Festivals cost money. Sadly our pink dollars don’t grow in magical pink pot plants on our perfectly preened patios. Sponsorship, grants and a lot of hard work make festivals like Pride happen. I get that and I accept that. But seeing so many decorative rainbows in places that have been, or are, unsafe for us as a queer and gender diverse people gives me intense feelings. Cop cars, supermarkets, our military, the Department of Corrections, insurance companies and banks. Places and institutions where we don’t fit.

Let me tell you a story about one such organisation, a bank, who profited greatly from positive rainbow kudos throughout the festival, but are still to implement diversity training on the shop floor.

Advertisement

Earlier this month I opened a new account with one of the big banks that was in the Pride Parade. During the festival ANZ released a video featuring a a trans guy explaining how great it was that his employer—the bank—let him wear the uniform that matched his gender identity as he transitioned and that the bank is Rainbow Tick endorsed.
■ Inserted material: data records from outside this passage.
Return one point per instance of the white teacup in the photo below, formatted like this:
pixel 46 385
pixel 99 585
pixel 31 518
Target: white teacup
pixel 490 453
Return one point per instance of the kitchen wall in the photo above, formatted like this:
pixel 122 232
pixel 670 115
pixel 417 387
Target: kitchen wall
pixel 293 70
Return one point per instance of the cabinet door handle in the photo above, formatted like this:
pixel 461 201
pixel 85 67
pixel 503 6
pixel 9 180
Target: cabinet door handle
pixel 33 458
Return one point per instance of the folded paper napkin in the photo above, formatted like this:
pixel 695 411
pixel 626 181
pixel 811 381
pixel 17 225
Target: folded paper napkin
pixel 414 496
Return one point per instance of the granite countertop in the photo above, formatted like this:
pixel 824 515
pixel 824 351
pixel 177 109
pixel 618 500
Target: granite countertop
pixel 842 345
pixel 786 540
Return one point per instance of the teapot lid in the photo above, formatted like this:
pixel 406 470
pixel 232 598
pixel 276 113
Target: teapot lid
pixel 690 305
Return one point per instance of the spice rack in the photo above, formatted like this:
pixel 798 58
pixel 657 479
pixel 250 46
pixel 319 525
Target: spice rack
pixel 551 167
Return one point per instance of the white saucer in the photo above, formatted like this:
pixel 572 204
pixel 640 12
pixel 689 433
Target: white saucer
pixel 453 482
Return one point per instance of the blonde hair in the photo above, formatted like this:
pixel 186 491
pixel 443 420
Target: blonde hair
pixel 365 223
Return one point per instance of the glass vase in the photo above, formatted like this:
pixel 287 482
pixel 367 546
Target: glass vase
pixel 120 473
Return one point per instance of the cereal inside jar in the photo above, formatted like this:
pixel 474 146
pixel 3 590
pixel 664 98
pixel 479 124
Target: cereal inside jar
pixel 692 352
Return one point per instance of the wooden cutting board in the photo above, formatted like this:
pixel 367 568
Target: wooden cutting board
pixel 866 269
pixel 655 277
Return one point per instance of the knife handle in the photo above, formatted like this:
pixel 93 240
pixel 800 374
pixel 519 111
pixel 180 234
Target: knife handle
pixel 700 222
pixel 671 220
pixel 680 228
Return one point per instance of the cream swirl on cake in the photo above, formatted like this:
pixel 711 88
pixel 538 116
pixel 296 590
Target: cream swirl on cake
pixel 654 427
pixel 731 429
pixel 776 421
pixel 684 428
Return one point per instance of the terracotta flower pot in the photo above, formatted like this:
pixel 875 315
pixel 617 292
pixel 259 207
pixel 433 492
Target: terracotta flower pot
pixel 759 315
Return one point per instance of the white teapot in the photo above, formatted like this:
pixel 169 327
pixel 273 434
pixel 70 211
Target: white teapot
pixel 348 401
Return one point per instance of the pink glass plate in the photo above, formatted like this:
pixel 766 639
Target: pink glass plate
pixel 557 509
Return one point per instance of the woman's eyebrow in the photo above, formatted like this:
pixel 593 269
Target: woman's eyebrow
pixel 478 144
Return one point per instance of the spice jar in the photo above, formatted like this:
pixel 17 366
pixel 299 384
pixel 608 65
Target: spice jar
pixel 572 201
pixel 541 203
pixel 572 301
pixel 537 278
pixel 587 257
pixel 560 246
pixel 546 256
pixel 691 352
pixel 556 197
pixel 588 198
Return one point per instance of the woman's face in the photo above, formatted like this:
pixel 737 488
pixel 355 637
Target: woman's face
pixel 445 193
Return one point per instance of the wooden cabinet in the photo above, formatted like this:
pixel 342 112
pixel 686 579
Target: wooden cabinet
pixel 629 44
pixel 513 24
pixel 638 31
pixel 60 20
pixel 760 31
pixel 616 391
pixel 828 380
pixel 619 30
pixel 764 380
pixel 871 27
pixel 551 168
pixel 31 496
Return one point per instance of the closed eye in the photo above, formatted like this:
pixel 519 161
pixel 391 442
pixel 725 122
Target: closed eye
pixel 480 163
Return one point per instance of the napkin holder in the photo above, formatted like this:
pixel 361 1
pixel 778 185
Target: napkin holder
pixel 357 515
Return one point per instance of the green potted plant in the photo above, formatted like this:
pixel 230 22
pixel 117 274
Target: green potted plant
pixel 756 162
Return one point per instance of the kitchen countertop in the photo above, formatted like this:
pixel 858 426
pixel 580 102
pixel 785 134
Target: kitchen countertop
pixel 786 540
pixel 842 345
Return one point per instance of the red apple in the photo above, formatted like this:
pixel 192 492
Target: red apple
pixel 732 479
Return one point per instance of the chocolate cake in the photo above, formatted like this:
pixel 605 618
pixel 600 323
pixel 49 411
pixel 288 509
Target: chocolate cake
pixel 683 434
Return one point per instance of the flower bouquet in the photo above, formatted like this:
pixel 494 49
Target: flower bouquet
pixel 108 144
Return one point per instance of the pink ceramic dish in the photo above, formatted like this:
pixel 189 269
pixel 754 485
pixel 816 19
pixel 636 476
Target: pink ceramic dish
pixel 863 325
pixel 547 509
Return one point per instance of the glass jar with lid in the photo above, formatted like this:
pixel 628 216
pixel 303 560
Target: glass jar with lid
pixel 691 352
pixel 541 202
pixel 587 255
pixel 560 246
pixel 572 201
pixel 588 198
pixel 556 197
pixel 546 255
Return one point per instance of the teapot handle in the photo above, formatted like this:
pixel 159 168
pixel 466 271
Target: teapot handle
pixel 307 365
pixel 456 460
I arrive at the bank with the required identity documents needed to verify my identity. The bank’s software couldn’t verify the gender marker on my New Zealand passport. In Aotearoa we have three legal categories of identification on our passports: M, F or X. I’m someone with an X gender marker on my passport. The bank would only let me choose M or F. Selecting one of these two categories would be committing identity fraud. See my dilemma? On a personal level, this was humiliating and embarrassing.

Based on the bank's Rainbow Tick endorsement and social media promotions throughout February I was sure the teller would have been trained in an easy solution. Instead the response was one of shock and titillation. “Oh my God! I’ve never seen this before.. I don’t know what to do. You are my first one of those… we’ve never been told about this”. While an embarrassed teller in the booth next door exclaimed “Wow! That’s so cool! Mad respect!”

Neither of these reactions were fun or pleasant. And neither of these reactions fixed the situation.

I made a decision to go to this bank based on the explicit marketing that named themselves as a trans-friendly bank. My experience was far from this. If corporations are going to try and target our pink dollar through sponsorship, advertising and endorsements they have to step up their service provision to our communities. [An ANZ spokesperson responded to Aych via Twitter to say: "I'm truly sorry about what happened at one of our branches, this is what we need to hear so we can take those further steps forward… we need to keep educating our team around the diversity of our customers as well as their colleagues."]

Imagine if corporates who support—and benefit from—the pride festival published a manifesto each year detailing the steps they had taken to support our community in the last 12 months. That’s the kind of pride battle I would love to see, between big brands marching down Ponsonby Road.

Pride for me symbolises both places of deep love, and places where the computer literally says “NO”. We still have work to do.